In prigione Giuseppe lavorò in modo diligente e Geova lo benedisse

Nella vita potremmo trovarci davanti a imprevisti e sconvolgimenti, o anche a terribili ingiustizie, ma noi tutti possiamo imparare dalla fede di Giuseppe. Tenendoci stretti a Geova tramite la preghiera, rimanendo leali ai suoi comandi e impegnandoci strenuamente per fare ciò che è giusto ai suoi occhi, anche noi gli daremo qualcosa da benedire.
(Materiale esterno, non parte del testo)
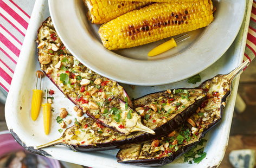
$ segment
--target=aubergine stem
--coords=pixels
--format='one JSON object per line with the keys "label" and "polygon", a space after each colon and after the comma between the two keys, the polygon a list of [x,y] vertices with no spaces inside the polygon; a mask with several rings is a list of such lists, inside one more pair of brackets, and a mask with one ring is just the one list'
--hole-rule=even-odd
{"label": "aubergine stem", "polygon": [[240,64],[239,66],[238,66],[237,68],[236,68],[235,69],[232,70],[231,72],[229,73],[226,74],[226,75],[222,75],[222,77],[224,78],[227,79],[230,82],[232,81],[232,80],[234,79],[234,78],[239,74],[239,73],[242,71],[245,67],[248,66],[248,65],[250,63],[250,62],[249,60],[247,60],[245,61],[243,63]]}
{"label": "aubergine stem", "polygon": [[54,141],[48,143],[47,144],[41,145],[39,145],[39,146],[36,146],[36,148],[37,149],[40,149],[40,148],[46,147],[49,147],[49,146],[51,146],[56,145],[57,145],[57,144],[64,144],[63,143],[63,140],[64,140],[64,138],[63,137],[61,137],[59,139],[54,140]]}

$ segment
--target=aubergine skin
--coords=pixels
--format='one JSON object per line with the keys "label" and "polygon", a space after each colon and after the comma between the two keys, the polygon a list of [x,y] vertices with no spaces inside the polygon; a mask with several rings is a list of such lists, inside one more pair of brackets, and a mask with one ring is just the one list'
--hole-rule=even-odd
{"label": "aubergine skin", "polygon": [[[45,22],[43,23],[43,24],[46,24],[47,22],[49,22],[49,20],[50,18],[48,18],[46,20]],[[52,23],[50,23],[52,24]],[[41,27],[43,26],[41,26]],[[50,27],[53,28],[53,25],[50,25]],[[40,34],[40,31],[39,30],[38,34]],[[56,38],[59,38],[59,37],[56,35]],[[40,38],[38,38],[39,40]],[[59,40],[57,38],[57,40]],[[40,44],[40,42],[39,42]],[[67,55],[69,55],[71,56],[72,55],[71,54],[68,53],[68,51],[65,51],[65,53],[67,53]],[[41,60],[42,61],[42,60]],[[47,73],[47,70],[44,70],[46,68],[42,68],[42,67],[43,67],[43,65],[41,65],[41,69],[44,71],[46,75],[52,81],[52,82],[61,91],[62,89],[60,88],[59,86],[57,85],[55,82],[54,79],[52,77],[52,76],[50,75],[50,74]],[[183,88],[183,89],[185,89]],[[173,92],[174,90],[170,91],[171,92]],[[146,104],[151,99],[154,97],[159,97],[161,95],[163,95],[166,94],[167,91],[162,91],[155,93],[150,94],[146,96],[143,96],[140,98],[136,99],[135,102],[135,106],[138,106],[138,103],[139,102],[142,102],[144,105]],[[124,91],[124,94],[127,95],[125,91]],[[71,98],[68,94],[65,94],[66,96],[71,100],[75,105],[76,104],[75,102],[74,99]],[[179,126],[181,126],[187,119],[201,105],[202,102],[206,99],[206,96],[202,97],[200,99],[196,100],[195,100],[195,102],[194,102],[191,106],[188,106],[185,109],[184,109],[180,113],[177,114],[176,116],[170,120],[168,121],[166,123],[164,122],[163,125],[159,127],[157,127],[153,130],[156,132],[156,135],[150,134],[148,133],[134,133],[134,134],[136,135],[136,137],[132,137],[132,138],[126,138],[123,140],[114,140],[114,141],[111,141],[106,143],[98,143],[96,144],[92,144],[92,145],[82,145],[80,144],[79,145],[68,145],[67,144],[63,144],[66,145],[72,145],[72,146],[76,150],[79,151],[99,151],[99,150],[110,150],[115,148],[123,148],[129,145],[129,144],[133,144],[133,143],[139,143],[143,142],[145,140],[149,140],[151,139],[153,139],[155,138],[157,138],[161,136],[164,135],[168,134],[171,131],[175,130]],[[128,103],[131,104],[131,101],[129,99],[128,96]],[[80,107],[82,110],[82,108]],[[109,125],[105,124],[104,122],[101,121],[100,120],[98,120],[98,119],[95,118],[94,115],[90,115],[90,113],[87,113],[87,114],[91,118],[94,119],[97,121],[97,122],[100,123],[100,124],[103,125],[104,126],[110,127],[110,128],[116,130],[115,128],[110,127]],[[60,144],[61,143],[59,143],[58,144]]]}
{"label": "aubergine skin", "polygon": [[[214,99],[215,98],[215,97],[218,97],[219,93],[222,93],[222,95],[221,96],[221,99],[220,99],[220,101],[219,102],[217,101],[216,102],[216,104],[218,104],[219,105],[219,107],[220,107],[219,109],[215,111],[214,111],[214,109],[213,110],[210,109],[209,111],[210,112],[211,112],[212,114],[215,114],[213,115],[214,116],[213,118],[215,119],[213,119],[213,121],[212,122],[209,122],[207,124],[207,126],[204,128],[203,131],[202,131],[201,133],[200,133],[198,137],[197,137],[196,140],[193,140],[193,142],[191,143],[189,143],[184,145],[182,145],[182,146],[180,147],[177,151],[172,153],[169,157],[161,157],[160,158],[157,158],[157,159],[155,158],[155,159],[138,159],[137,158],[137,160],[131,159],[131,160],[123,161],[122,157],[121,154],[122,150],[121,149],[119,151],[119,152],[117,154],[117,158],[118,159],[118,162],[121,163],[130,164],[135,165],[137,166],[163,166],[164,165],[169,164],[173,161],[175,159],[178,158],[182,154],[185,153],[186,152],[189,151],[191,148],[194,146],[195,145],[197,144],[201,140],[202,138],[205,135],[206,133],[208,131],[210,130],[212,128],[213,128],[215,126],[217,125],[221,120],[221,118],[223,114],[223,111],[225,108],[225,106],[226,105],[226,102],[227,101],[227,99],[228,98],[229,95],[231,94],[230,88],[231,86],[232,79],[233,79],[233,78],[232,78],[231,79],[229,79],[229,80],[226,79],[226,82],[225,82],[225,80],[222,80],[221,79],[221,78],[223,76],[223,76],[223,75],[218,75],[216,76],[215,77],[214,77],[214,78],[213,78],[212,79],[206,81],[199,87],[199,88],[203,88],[206,91],[208,92],[207,96],[209,98],[209,99],[205,100],[204,102],[203,102],[203,104],[201,105],[201,107],[200,107],[201,108],[204,108],[204,107],[206,107],[207,106],[208,106],[207,105],[208,103],[209,100],[211,100],[211,99],[212,99],[212,100],[209,100],[209,101],[211,102],[210,101],[213,101],[213,100],[214,100]],[[220,92],[216,92],[216,91],[214,89],[212,89],[212,88],[214,88],[214,87],[212,87],[212,88],[211,88],[211,87],[209,86],[212,83],[214,83],[214,82],[216,82],[216,81],[217,82],[220,81],[221,82],[223,82],[221,84],[221,86],[222,87],[222,91],[221,91],[221,89],[220,89]],[[212,92],[213,90],[214,92]],[[217,95],[214,96],[215,94],[216,94]],[[213,97],[211,97],[210,95],[212,95],[212,96],[213,95],[214,96]],[[204,106],[204,107],[203,107]],[[217,112],[217,115],[216,115],[216,113],[215,113],[215,112],[216,111]],[[190,117],[190,118],[193,118],[193,117],[195,117],[195,116],[198,116],[198,114],[197,113],[193,114]],[[197,118],[194,118],[195,119]],[[197,118],[197,119],[199,119],[198,120],[199,120],[201,123],[201,120],[200,120],[200,118]],[[126,153],[127,153],[127,152]],[[126,153],[125,152],[124,153]],[[129,158],[128,156],[127,156],[127,158]]]}

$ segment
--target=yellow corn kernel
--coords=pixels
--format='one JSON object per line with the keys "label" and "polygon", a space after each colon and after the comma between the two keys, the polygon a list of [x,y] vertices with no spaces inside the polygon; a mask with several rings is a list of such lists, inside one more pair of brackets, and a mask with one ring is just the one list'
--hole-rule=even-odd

Quanto a Giuseppe, Geova aveva in serbo delle benedizioni ancora più grandi per lui, come vedremo in altri articoli di questa rubrica.

^ par. 23 La Bibbia indica che Giuseppe aveva 17 o 18 anni quando cominciò a lavorare nella casa di Potifar e che vi rimase abbastanza a lungo da diventare un uomo, quindi almeno alcuni anni. Quando fu liberato dalla prigione aveva 30 anni (Genesi 37:2; 39:6; 41:46).